Las Estrellas aún estaban con los mejillones y el vino del almuerzo en plena digestión y a las 15.30, puntuales, se sentaron a comer. El hombre del restaurante había sido claro. “Yo no me retrasaré en servirles pero ustedes no se retrasen en venir. A las 15.30 estén aquí”. Y allí estuvieron.
La sala del restaurante era muy acogedora, con un gran ventanal con vistas a la ría de Pontevedra. Toda una pared era un vidrio donde se veía el mar. Estando en el salón uno se mareaba como si estuviera subido a un barco. La corriente de la ría se notaba mucho y era como si se moviera el edificio y no el mar. Al fondo, a la otra parte de la ría, estaba la fábrica de celulosa que tantos dolores de cabeza ha dado a los ecologistas gallegos. Ahora, según las noticias, ya no usaba cloro para hacer el papel. No sabemos que usaba ahora y si seguía siendo tan contaminante.
Nuestros aventureros comieron de lujo. Tortilla de patatas, pimientos de padrón, empanadas, ensalada de tomate y ventresca, una sardinas muy, muy buenas y de postre 2 milhojas con nata y fresas y flan de café para compartir. Cada cosa más buena que la anterior. Todo superrico y, cuando llegó la factura, resultó también superbarato. Salieron a alrededor de 20€ por persona. Esto, en un sitio turístico como este, era inconcebible. Esta vez, como casi siempre, lo acertaron.
Para bajar la comida, el grupo se dedicó a hacer un poco de turismo paseando por el pueblo de Combarro. Era pequeño pero curioso, todo de piedra y al lado del mar. Estuvieron un rato riendo y haciéndose fotos y videos.
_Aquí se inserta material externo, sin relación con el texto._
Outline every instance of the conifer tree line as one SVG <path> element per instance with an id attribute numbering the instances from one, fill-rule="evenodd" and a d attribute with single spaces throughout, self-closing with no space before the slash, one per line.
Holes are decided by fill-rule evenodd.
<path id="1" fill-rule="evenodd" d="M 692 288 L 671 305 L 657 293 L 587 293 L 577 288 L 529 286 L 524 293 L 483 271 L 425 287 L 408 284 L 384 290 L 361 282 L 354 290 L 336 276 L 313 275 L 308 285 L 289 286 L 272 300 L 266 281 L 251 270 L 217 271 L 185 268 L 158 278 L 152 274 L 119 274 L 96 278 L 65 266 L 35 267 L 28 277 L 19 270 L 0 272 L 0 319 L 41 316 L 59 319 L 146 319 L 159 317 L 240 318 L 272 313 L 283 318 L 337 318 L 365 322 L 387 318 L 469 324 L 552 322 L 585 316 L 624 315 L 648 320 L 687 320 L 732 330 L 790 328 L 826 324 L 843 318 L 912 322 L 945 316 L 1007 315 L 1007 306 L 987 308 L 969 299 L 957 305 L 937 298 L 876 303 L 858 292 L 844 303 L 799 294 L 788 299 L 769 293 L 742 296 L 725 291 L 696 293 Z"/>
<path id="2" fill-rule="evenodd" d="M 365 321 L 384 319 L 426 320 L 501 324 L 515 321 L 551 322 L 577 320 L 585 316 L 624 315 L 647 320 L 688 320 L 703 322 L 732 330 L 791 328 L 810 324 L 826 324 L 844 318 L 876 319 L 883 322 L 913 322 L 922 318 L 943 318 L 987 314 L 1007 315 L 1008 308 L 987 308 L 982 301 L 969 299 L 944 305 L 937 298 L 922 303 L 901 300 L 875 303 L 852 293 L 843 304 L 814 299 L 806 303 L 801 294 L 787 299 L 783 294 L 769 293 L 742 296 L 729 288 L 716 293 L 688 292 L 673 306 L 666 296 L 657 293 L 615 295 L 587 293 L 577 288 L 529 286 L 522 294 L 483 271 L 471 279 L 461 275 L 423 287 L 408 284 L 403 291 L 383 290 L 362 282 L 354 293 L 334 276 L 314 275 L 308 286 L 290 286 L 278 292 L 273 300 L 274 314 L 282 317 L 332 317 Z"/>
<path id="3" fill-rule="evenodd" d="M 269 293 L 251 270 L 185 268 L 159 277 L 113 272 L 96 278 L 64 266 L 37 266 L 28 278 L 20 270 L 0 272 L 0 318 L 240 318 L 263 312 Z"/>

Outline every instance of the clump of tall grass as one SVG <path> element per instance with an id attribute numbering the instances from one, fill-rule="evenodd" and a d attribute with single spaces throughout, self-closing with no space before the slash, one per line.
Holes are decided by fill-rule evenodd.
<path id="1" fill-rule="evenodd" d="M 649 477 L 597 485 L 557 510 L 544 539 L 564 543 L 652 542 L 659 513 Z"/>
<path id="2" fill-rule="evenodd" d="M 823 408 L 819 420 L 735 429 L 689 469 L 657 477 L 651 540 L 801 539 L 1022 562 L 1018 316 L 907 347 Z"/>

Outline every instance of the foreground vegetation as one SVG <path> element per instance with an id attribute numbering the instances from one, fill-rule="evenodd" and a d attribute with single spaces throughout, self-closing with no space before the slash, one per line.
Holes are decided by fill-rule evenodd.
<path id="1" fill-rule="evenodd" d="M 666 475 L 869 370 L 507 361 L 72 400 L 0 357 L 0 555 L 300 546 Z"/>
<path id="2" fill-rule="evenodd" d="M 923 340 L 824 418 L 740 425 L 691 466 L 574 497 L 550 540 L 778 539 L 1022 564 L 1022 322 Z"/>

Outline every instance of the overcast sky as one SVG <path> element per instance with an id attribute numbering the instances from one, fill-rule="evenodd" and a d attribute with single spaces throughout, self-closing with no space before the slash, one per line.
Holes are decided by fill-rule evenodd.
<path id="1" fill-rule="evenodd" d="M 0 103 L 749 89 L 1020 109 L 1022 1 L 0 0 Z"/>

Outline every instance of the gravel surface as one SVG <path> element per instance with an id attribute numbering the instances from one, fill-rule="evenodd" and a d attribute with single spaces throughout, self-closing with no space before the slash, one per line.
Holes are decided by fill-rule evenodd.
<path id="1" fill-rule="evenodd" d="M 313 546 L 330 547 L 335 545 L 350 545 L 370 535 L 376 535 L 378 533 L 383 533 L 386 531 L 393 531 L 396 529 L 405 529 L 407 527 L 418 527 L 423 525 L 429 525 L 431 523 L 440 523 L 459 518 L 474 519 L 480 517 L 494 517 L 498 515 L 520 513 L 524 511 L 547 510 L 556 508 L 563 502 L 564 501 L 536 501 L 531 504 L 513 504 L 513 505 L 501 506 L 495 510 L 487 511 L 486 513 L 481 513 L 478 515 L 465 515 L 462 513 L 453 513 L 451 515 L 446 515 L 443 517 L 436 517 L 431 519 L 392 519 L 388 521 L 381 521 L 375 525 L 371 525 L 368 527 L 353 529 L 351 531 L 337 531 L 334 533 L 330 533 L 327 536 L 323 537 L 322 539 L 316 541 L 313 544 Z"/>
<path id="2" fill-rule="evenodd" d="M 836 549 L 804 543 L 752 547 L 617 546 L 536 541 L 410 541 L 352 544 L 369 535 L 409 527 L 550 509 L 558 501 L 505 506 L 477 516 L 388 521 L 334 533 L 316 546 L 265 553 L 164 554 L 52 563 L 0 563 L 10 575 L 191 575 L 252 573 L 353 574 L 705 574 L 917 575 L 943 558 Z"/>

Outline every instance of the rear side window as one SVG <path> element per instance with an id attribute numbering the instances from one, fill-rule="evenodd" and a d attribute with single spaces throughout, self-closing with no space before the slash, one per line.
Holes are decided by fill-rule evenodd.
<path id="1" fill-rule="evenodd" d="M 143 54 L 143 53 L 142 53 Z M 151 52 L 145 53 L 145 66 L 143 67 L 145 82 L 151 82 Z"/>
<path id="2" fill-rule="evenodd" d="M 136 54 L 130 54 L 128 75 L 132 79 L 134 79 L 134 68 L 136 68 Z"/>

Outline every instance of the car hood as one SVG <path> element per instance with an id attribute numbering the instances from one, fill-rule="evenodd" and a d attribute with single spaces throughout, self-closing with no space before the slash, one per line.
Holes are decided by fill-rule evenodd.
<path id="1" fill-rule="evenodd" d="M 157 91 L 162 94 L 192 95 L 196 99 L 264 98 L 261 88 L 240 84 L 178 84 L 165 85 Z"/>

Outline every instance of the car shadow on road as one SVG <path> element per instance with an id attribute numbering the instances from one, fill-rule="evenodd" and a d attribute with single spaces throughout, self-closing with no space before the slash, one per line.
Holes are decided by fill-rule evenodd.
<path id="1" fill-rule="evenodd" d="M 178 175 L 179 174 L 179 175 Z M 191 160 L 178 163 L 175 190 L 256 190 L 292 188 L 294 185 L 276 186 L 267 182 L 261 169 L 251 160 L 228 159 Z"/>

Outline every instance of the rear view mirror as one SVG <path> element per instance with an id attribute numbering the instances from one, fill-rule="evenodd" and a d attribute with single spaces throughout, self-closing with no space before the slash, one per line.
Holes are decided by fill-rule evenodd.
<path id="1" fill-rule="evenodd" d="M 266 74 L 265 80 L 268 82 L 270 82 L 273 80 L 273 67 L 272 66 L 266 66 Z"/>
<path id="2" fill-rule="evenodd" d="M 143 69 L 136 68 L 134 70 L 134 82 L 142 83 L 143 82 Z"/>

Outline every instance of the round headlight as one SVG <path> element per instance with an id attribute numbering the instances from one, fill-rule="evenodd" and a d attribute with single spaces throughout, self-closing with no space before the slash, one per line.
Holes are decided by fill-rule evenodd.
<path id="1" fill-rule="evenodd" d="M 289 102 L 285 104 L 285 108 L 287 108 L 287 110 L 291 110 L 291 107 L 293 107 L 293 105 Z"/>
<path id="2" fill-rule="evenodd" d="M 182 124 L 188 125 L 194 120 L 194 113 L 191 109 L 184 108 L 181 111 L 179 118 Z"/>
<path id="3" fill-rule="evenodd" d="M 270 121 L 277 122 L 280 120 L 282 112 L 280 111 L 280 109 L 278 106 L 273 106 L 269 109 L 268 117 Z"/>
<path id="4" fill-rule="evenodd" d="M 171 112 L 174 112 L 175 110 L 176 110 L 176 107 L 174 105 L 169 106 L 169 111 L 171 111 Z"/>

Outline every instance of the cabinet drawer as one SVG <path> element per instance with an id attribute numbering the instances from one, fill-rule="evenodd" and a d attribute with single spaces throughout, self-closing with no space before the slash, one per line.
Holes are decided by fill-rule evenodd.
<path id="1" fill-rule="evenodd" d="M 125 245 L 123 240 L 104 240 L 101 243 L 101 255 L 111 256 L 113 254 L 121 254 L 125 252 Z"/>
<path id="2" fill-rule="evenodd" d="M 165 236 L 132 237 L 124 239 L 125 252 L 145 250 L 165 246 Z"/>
Hacía bastante calor pero no era cuestión de meterse en el coche cargaditos de cerveza y comida. Había que esperar para estan en condiciones de viajar, tangto el conductor como los pasajeros.
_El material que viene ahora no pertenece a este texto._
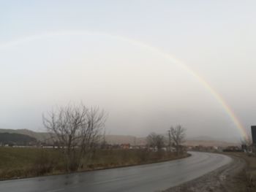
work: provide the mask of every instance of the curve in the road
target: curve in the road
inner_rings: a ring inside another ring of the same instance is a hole
[[[160,191],[215,170],[232,159],[189,152],[190,157],[141,166],[0,182],[1,192]]]

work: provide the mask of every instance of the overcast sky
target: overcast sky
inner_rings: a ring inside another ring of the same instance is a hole
[[[108,112],[108,134],[146,136],[181,124],[189,137],[239,138],[200,80],[141,45],[196,72],[249,130],[255,8],[234,0],[1,1],[0,128],[43,131],[42,112],[83,101]]]

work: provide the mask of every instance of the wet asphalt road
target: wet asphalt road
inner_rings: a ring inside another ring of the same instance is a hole
[[[230,162],[226,155],[189,152],[189,158],[125,168],[0,182],[1,192],[159,191]]]

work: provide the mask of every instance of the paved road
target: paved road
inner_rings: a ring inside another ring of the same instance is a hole
[[[230,158],[191,152],[164,163],[0,182],[1,192],[159,191],[193,180],[230,163]]]

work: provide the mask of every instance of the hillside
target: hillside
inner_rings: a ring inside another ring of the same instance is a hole
[[[45,132],[35,132],[28,129],[0,129],[0,133],[15,133],[28,135],[36,138],[39,141],[45,141],[50,138],[50,135]],[[120,145],[129,143],[132,145],[144,145],[146,144],[146,137],[136,137],[135,136],[125,135],[106,135],[105,140],[111,145]],[[196,146],[222,146],[227,147],[230,145],[238,145],[238,143],[232,142],[223,142],[216,140],[209,137],[197,137],[188,138],[185,145]]]
[[[50,138],[49,134],[44,132],[35,132],[29,129],[4,129],[0,128],[0,133],[19,134],[28,135],[39,141],[45,141]]]
[[[36,143],[34,137],[15,133],[0,133],[0,143],[2,145],[15,144],[18,145],[27,145],[29,143]]]

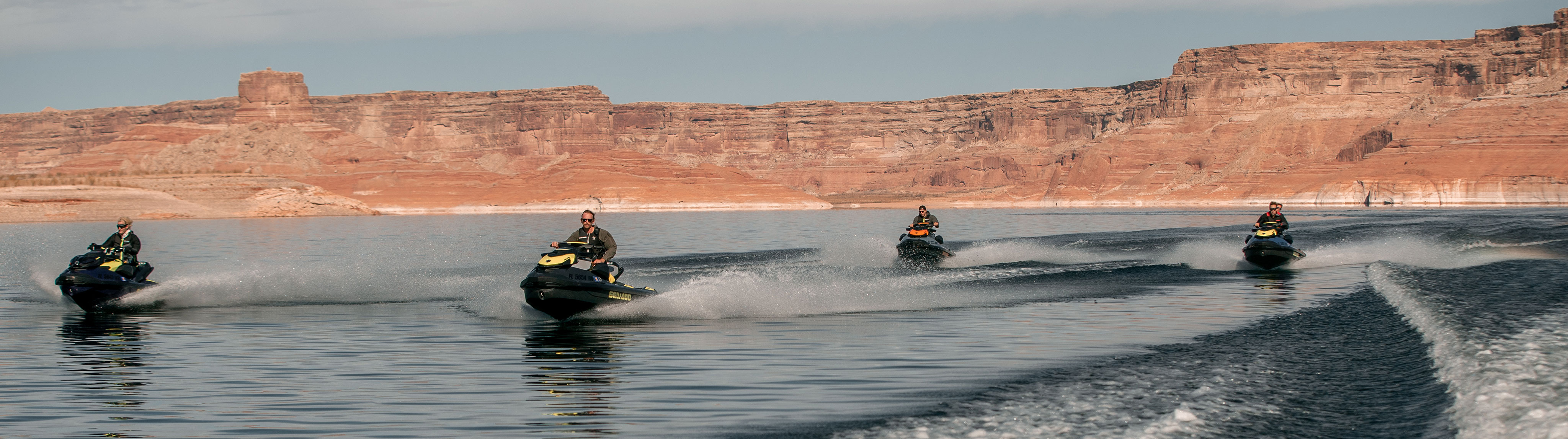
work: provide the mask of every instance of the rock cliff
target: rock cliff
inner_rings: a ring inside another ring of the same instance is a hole
[[[1452,41],[1247,44],[1113,88],[612,103],[597,88],[0,114],[0,174],[257,172],[387,212],[1562,204],[1568,8]],[[591,182],[591,183],[580,183]]]

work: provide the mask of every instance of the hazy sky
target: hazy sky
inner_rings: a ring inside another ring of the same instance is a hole
[[[596,85],[613,102],[909,100],[1109,86],[1184,49],[1457,39],[1541,0],[0,0],[0,113],[235,94]]]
Cuando ya no quedó pueblo para ver, ya no tuvieron más remedio de volver al coche.
El siguiente hito propuesto en esta maratón turística era Pontevedra, por ver un poco su casco antiguo y demás monumentos. A las horas que eran se planteó la disyuntiva entre ir a Pontevedra de visita o volver ya a Santiago. No hubo duda, el coche se dirigió sin discusión a Santiago, al hotel a relajarse un poco. Había que descansar.
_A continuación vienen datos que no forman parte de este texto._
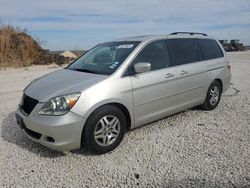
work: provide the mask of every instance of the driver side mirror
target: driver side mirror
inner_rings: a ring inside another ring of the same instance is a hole
[[[134,65],[135,73],[149,72],[151,70],[151,63],[140,62]]]

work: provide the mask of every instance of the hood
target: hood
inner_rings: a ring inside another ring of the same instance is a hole
[[[24,89],[24,93],[39,102],[47,102],[56,96],[82,92],[107,77],[107,75],[61,69],[32,81]]]

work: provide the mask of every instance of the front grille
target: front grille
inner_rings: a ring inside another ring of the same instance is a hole
[[[21,106],[22,110],[26,114],[29,115],[31,113],[31,111],[35,108],[37,103],[38,103],[38,100],[33,99],[33,98],[24,94],[20,106]]]

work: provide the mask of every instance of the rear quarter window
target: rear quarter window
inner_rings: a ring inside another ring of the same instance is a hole
[[[169,39],[167,46],[171,54],[172,66],[199,61],[198,50],[193,39]]]
[[[218,43],[212,39],[197,39],[201,51],[203,60],[215,59],[223,57],[223,53]]]

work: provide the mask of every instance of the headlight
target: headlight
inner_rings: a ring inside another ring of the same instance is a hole
[[[43,105],[38,114],[51,116],[66,114],[75,105],[80,95],[80,93],[72,93],[52,98]]]

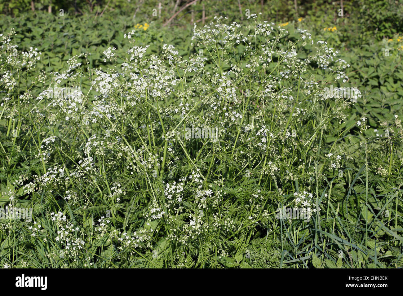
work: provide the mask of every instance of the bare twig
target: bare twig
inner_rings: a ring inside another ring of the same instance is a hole
[[[181,8],[180,9],[179,9],[178,11],[178,12],[177,12],[174,14],[172,17],[171,17],[171,18],[170,19],[168,19],[166,21],[166,22],[165,23],[164,23],[164,25],[162,25],[162,27],[165,27],[166,26],[166,25],[167,25],[168,24],[169,24],[169,23],[170,23],[172,21],[172,20],[174,19],[174,18],[176,16],[177,16],[179,12],[180,12],[183,10],[185,8],[186,8],[186,7],[187,7],[188,6],[191,5],[192,4],[193,4],[193,3],[195,3],[195,2],[196,2],[197,1],[197,0],[193,0],[193,1],[192,1],[191,2],[189,2],[186,5],[185,5],[184,6],[183,6],[182,7],[182,8]]]

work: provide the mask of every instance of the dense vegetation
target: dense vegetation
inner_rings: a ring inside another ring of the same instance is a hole
[[[403,266],[403,5],[147,2],[0,2],[0,266]]]

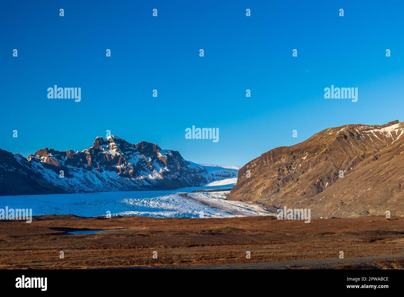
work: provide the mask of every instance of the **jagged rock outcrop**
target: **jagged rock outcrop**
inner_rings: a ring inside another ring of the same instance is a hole
[[[0,195],[171,190],[212,181],[191,163],[155,143],[114,136],[97,137],[81,152],[46,148],[26,159],[0,150]]]

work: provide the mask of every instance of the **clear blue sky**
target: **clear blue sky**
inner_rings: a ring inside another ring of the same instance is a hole
[[[326,128],[404,121],[402,1],[25,2],[0,12],[0,147],[13,153],[82,150],[110,130],[242,166]],[[48,99],[55,84],[81,101]],[[331,84],[358,101],[325,99]],[[193,125],[219,141],[185,139]]]

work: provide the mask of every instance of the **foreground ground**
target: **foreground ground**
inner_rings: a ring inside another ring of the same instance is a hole
[[[304,222],[280,221],[273,217],[108,218],[70,215],[36,217],[29,224],[2,221],[0,268],[403,267],[400,259],[404,254],[404,218]],[[114,230],[80,235],[66,232],[84,228]],[[63,259],[59,257],[61,251]],[[157,259],[153,257],[154,251]],[[339,259],[340,251],[344,252],[343,259]],[[250,259],[246,258],[248,251]]]

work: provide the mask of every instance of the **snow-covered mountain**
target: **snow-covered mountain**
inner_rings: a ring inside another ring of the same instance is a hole
[[[236,168],[196,164],[146,141],[97,137],[81,152],[46,148],[26,158],[0,149],[0,195],[171,190],[235,177]]]
[[[240,168],[238,166],[197,164],[190,161],[188,162],[194,166],[198,166],[204,169],[206,172],[206,179],[209,183],[227,179],[237,178],[238,169]]]

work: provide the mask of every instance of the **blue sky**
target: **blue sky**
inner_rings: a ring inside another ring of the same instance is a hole
[[[109,130],[242,166],[327,128],[404,121],[401,1],[82,2],[2,4],[1,148],[82,150]],[[48,99],[55,84],[81,87],[81,102]],[[331,84],[358,87],[358,102],[325,99]],[[192,125],[219,141],[186,139]]]

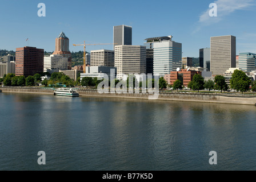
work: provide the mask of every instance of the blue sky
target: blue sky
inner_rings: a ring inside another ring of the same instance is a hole
[[[46,16],[39,17],[39,3]],[[217,5],[217,16],[209,15],[209,5]],[[63,31],[70,51],[83,50],[73,44],[111,43],[113,27],[133,27],[133,44],[144,39],[173,36],[182,43],[183,56],[198,57],[199,49],[210,47],[211,36],[237,37],[239,52],[256,53],[256,0],[197,1],[45,1],[1,0],[0,49],[15,51],[33,46],[55,49],[55,39]],[[29,42],[26,39],[29,38]],[[113,49],[113,45],[89,46],[86,51]]]

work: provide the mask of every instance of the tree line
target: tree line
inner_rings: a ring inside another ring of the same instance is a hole
[[[247,76],[245,72],[240,70],[235,70],[232,74],[230,80],[230,88],[237,91],[244,92],[251,90],[256,92],[256,81],[251,82],[251,80]],[[250,86],[251,87],[250,88]],[[182,88],[182,82],[179,80],[176,80],[172,86],[173,89],[178,90]],[[217,75],[214,77],[214,81],[209,80],[204,80],[204,78],[200,75],[195,75],[193,76],[187,87],[193,90],[202,90],[206,89],[209,91],[213,89],[222,91],[227,91],[229,86],[225,81],[225,77],[222,75]]]
[[[147,79],[145,81],[139,82],[137,80],[137,79],[135,77],[134,77],[133,79],[133,86],[131,86],[129,85],[129,77],[127,77],[126,82],[126,88],[127,88],[129,87],[134,88],[135,85],[138,85],[139,88],[142,88],[142,86],[143,85],[146,85],[146,87],[147,87],[148,81],[150,81],[152,83],[152,88],[154,88],[154,82],[155,82],[154,78],[149,80]],[[97,77],[93,78],[91,77],[85,77],[82,79],[81,81],[81,85],[85,86],[97,87],[98,84],[99,84],[101,81],[103,81],[103,80],[104,79],[98,80],[98,78]],[[109,80],[109,85],[115,87],[120,81],[121,80],[118,79],[114,79],[113,81]],[[163,78],[163,77],[159,78],[158,82],[159,89],[166,89],[167,88],[167,84],[166,81]]]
El viaje a la capital de Galicia fue tranquilo. En menos de una hora, por la autopista AP9, y con el GPS comandado por Sarina, el coche llegó hasta Santiago, a un aparcamiento que el hotel tenía concertado en la plaza del Rosal, a un minuto andando.
A media tarde y un poco cansados, nuestros aventureros fueron cada dos a su habitación. Hacía falta una ducha y un descanso momentáneo, pero solo momentáneo, que el tiempo pasaba y el viaje seguía.
En tres cuartos de hora ya estaban todos preparados en la recepción del hotel para seguir marcha. En grupo se dirigieron, previo paso por la plaza Galicia, hacia la parte antigua de Santiago, a callejear y tomar la primera cerveza de la tarde en la placita que ya casi era su casa, en la calle Acibechería esquina con Vía Sacra.
Una vez resuelta la necesidad de hidratación, las Estrellas se dirigieron hacia la calle del Franco, centro neurálgico de la gastronomía, el picoteo y el compadreo de Compostela. Allí se juntaban estudiantes (en esta época había pocos), turistas y aborígenes de la ciudad para hacer lo mismo, pasarlo bien.
Los nuestros decidieron picar algo para cenar al O Piorno, lugar recomendado por la pareja de Vic con la que fueron en el crucerito por la ría de Arosa. Allí cenaron de turistas. Pulpo, gambas picantonas y lacón. Todo muy bueno. El picante lo era pero se dejaba comer. Incluso Marifé, que le pica hasta la tarta de manzana, se lo comió. Los aventureros rememoraron las cosas que les habían pasado durante el día y rieron un rato. También planificaron lo del día siguiente que se prometía cargadito de actividades.
Con la cena en la garganta dieron un rápido paseíto para tomar el fresco y se dirigieron al hotel a dormir. No era muy tarde pero el día había sido contundente. Y el día siguiente se esperaba también durillo.